The Organised Labour, which includes the Nigeria Union of Local Government Employees, the Nigeria Union of Teachers, and the Nigerian Union of Pensioners, has called on the Federal Government to avoid handing over workers’ salaries directly to local governments.
This plea comes after the Supreme Court granted financial autonomy to local governments, allowing them to receive funds directly.
Labour leaders have suggested several measures to ensure the smooth operation of local governments under this new system. One of their key proposals is to carry out an audit to verify the actual number of local government workers, primary school teachers, and pensioners across Nigeria’s 774 local government areas.
In a statement, the President of NUT, Titus Amba, NULGE President-General, Ambali Akeem, and NUP President, Godwin Abumisi, said, “For a smooth start of the direct payment system, there should be staff redistribution, placement, and auditing to find out the real numbers of local government workers, teachers, and pensioners.”

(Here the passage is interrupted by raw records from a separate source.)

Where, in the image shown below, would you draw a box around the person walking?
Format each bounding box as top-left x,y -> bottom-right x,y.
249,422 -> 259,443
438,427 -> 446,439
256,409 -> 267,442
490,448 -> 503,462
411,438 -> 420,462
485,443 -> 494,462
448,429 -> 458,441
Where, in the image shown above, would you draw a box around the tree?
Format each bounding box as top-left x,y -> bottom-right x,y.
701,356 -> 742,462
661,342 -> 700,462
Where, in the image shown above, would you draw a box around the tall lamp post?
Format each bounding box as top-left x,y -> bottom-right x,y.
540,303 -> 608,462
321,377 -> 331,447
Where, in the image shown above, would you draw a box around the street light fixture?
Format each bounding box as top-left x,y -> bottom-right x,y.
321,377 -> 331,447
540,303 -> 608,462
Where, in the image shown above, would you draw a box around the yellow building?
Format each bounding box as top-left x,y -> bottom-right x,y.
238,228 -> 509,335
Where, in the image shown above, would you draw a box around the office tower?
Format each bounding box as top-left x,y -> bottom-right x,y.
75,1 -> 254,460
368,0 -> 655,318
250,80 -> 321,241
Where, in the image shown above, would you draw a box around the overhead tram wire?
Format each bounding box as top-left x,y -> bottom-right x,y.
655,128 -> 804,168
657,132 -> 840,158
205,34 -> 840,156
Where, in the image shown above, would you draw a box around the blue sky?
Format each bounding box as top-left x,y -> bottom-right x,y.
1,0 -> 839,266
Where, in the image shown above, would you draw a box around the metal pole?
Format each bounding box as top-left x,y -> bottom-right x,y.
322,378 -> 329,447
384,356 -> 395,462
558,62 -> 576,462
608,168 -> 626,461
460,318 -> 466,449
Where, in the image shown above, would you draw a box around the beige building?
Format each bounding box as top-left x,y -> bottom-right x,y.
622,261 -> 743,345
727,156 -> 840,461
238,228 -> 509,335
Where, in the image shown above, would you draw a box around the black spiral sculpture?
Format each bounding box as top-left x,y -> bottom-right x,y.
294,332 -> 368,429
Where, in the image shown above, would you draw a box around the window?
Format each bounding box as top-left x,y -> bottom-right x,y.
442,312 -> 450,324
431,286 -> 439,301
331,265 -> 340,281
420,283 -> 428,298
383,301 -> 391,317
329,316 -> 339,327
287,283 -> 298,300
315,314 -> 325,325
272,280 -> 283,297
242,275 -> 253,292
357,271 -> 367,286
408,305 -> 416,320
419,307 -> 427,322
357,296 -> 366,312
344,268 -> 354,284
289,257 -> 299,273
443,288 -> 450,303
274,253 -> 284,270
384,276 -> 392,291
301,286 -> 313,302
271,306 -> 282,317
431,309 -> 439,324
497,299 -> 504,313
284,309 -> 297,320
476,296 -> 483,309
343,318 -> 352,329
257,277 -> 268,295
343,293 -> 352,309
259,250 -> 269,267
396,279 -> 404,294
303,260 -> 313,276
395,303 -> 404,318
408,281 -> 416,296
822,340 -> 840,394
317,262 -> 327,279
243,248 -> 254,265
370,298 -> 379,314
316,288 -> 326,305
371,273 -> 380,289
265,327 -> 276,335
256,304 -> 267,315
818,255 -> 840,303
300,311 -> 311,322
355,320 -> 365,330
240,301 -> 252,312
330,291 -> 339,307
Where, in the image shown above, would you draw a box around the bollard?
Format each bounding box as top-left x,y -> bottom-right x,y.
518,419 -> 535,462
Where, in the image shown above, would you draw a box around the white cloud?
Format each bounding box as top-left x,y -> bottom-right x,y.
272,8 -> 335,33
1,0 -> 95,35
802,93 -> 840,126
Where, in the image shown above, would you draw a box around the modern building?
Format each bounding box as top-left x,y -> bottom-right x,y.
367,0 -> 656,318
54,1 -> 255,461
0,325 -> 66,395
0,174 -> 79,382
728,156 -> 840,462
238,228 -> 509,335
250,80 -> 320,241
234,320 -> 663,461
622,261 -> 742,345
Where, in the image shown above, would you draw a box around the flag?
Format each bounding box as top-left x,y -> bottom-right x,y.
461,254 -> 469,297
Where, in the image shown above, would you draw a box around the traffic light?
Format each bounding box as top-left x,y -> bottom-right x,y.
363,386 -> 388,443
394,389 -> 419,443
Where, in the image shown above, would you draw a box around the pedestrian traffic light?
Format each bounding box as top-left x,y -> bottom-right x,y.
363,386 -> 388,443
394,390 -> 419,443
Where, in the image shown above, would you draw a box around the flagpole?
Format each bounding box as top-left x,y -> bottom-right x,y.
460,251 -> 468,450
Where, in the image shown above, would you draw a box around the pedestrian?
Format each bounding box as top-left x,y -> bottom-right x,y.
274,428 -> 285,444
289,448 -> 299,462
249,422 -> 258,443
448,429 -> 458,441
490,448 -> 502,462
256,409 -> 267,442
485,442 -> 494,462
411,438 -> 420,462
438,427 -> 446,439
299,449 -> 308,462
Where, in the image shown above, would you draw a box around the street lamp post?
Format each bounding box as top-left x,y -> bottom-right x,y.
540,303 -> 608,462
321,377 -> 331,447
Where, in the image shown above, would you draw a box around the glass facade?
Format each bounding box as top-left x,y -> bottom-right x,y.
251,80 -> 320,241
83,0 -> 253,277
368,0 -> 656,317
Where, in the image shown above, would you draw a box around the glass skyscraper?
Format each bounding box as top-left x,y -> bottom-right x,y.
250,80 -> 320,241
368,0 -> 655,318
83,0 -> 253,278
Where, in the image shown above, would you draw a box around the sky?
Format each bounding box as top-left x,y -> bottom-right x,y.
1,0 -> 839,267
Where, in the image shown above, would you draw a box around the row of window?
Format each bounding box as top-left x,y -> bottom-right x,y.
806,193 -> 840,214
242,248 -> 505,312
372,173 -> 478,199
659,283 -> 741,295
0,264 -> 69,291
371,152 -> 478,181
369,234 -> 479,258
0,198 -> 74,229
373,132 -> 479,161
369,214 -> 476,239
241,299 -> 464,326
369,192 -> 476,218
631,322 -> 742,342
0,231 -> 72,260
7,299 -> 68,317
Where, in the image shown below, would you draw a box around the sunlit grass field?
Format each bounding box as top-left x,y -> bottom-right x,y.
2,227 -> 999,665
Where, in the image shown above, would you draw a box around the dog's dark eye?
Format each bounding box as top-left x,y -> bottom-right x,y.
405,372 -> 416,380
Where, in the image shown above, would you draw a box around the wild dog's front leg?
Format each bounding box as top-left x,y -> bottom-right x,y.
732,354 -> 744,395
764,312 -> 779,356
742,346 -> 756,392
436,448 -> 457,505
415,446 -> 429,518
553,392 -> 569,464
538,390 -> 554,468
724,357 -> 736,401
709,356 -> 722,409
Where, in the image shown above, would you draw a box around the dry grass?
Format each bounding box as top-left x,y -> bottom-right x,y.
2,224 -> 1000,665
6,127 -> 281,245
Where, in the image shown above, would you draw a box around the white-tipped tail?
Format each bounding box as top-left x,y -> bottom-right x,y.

They also proposed a one-year freeze on hiring new local government staff and teachers to ensure stability and allow local governments to focus on development projects. “Recruitment of new staff into local government and teaching should be suspended for one year from the date of the Supreme Court judgment. This will help local governments concentrate on developmental projects and service delivery,” the Labour leaders added.
Another suggestion was to restructure the bodies that supervise local government workers, making them more inclusive by adding representatives from local government chairmen, labour unions, and other stakeholders. Labour also called for the Federal Government to help local governments procure essential machinery like tractors and refuse disposal vans, with the cost deducted from local government allocations over time.
Regarding workers’ welfare, the Labour leaders said that local government workers’ and teachers’ salaries should be directly managed by the Local Government Service Commission and the State Universal Basic Education Board (SUBEB), respectively. Additionally, 25% of workers’ salaries should be set aside for pensions and gratuities, and 5% of funds should be allocated to traditional councils.
Labour further proposed strengthening the Federal Ministry of Special Duties and Inter-Governmental Affairs to oversee policies and reforms for local governments, ensuring proper coordination and productivity.